イタリアを始めヨーロッパのカトリック諸国ではクリスマスにプレセピオという、人形を飾る習慣があります。
12世紀に聖フランチェスコによって創始されたプレセピオは文字を殆ど読むことのできなかった当時の民衆に、キリスト教を理解してもらうために「キリスト生誕」、「羊飼いの礼拝」、「東方の三博士の礼拝] の場面を総合的に人形で再現したものです。
ルネサンス時代、この主題はキリスト教絵画の代表的な画題として多くの画家に描かれ、画家たちの豊かな想像力により、物語はさらに細かく、華やかに表現されてゆきました。
それ以降、プレセピオにも細やかな絵画表現が多く反映され、キリストを訪れる三博士に加え、キリストの生誕を知らせた羊飼いや、三博士の従者などがひしめき合い、華やかな祝いの場面として表現されるようになりました。

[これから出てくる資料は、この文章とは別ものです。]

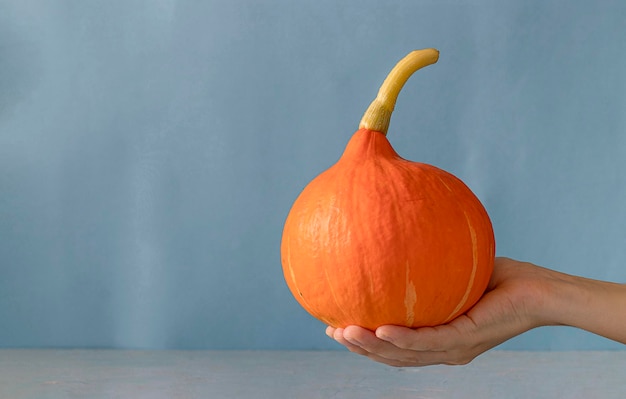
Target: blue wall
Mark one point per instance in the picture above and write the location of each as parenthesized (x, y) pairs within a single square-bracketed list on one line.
[(150, 151)]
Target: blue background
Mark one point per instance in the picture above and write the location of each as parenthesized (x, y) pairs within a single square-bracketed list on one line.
[(150, 151)]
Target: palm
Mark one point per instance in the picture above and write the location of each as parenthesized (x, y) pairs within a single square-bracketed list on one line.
[(499, 315)]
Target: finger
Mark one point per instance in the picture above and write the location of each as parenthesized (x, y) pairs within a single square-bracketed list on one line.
[(378, 348), (424, 339), (330, 331)]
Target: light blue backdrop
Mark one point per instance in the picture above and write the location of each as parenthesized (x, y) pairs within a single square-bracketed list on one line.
[(151, 149)]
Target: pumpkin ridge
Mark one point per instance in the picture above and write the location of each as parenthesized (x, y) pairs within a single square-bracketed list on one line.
[(470, 283)]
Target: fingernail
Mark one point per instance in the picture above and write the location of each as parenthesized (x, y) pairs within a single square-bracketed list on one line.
[(353, 341)]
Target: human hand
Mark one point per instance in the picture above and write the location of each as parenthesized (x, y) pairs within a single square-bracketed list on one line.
[(511, 305)]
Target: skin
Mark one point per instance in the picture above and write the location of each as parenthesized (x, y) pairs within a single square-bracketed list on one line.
[(520, 296)]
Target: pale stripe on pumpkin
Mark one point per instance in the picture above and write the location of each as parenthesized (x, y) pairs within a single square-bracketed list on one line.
[(470, 283), (410, 298)]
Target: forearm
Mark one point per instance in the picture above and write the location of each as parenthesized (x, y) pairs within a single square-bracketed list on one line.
[(596, 306)]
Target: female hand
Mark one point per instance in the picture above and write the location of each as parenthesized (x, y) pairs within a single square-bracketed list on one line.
[(520, 296)]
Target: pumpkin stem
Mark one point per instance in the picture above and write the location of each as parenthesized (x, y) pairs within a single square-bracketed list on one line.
[(378, 114)]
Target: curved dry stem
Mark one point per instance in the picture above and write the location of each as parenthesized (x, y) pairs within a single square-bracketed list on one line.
[(378, 114)]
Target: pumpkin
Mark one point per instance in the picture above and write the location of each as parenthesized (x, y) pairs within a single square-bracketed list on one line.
[(377, 239)]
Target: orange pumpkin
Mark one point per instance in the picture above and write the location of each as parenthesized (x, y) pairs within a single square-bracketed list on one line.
[(377, 239)]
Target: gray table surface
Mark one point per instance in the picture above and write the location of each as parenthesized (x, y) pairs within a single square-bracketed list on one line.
[(52, 374)]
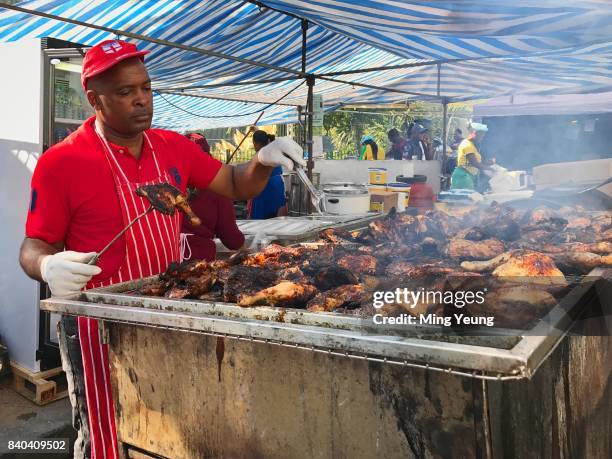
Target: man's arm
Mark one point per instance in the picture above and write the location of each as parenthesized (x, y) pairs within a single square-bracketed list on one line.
[(31, 254)]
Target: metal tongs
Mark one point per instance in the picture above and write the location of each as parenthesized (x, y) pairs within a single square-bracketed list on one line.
[(316, 197), (97, 256)]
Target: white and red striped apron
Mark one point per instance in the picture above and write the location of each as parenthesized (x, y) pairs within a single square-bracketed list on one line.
[(151, 245)]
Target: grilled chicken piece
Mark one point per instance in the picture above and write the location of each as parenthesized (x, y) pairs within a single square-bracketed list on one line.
[(165, 198), (247, 280), (520, 264), (578, 247), (333, 276), (344, 296), (462, 249), (578, 222), (336, 236), (293, 274), (359, 264), (284, 294), (530, 266), (153, 289), (486, 265), (192, 287), (581, 262), (413, 270), (538, 215)]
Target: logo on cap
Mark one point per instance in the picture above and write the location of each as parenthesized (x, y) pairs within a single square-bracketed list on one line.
[(112, 47)]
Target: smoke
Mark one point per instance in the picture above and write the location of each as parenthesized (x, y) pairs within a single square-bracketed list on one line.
[(522, 142)]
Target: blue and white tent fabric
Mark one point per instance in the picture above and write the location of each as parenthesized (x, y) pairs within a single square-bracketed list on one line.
[(453, 50)]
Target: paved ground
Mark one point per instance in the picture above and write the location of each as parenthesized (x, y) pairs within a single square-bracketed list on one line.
[(21, 419)]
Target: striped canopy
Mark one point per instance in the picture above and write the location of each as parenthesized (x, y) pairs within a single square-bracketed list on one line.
[(439, 50)]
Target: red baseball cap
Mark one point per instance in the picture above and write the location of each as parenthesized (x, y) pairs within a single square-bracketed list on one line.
[(106, 54)]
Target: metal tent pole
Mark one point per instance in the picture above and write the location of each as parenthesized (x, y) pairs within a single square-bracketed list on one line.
[(444, 128), (310, 165)]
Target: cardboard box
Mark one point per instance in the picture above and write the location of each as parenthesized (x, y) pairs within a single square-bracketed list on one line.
[(383, 201)]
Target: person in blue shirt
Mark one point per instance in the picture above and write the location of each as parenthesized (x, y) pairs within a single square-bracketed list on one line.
[(271, 202)]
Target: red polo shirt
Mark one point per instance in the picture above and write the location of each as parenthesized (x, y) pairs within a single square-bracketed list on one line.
[(73, 191)]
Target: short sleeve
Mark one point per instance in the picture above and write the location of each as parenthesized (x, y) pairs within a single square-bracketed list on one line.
[(48, 212), (202, 167)]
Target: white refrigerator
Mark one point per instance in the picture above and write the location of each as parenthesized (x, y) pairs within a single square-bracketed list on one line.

ヴェネチアでは19世紀後半からガラスによりプレセピオが制作され、様々な形式のものが残されています。
箱根ガラスの森美術館に収蔵されている作品は、ヴェネチアン・グラスの伝統的なレース・グラスやミルフィオリの技法で制作された20世紀初めの作品あり、ヴェネチアの職人の高度で卓越した造形力を表われています。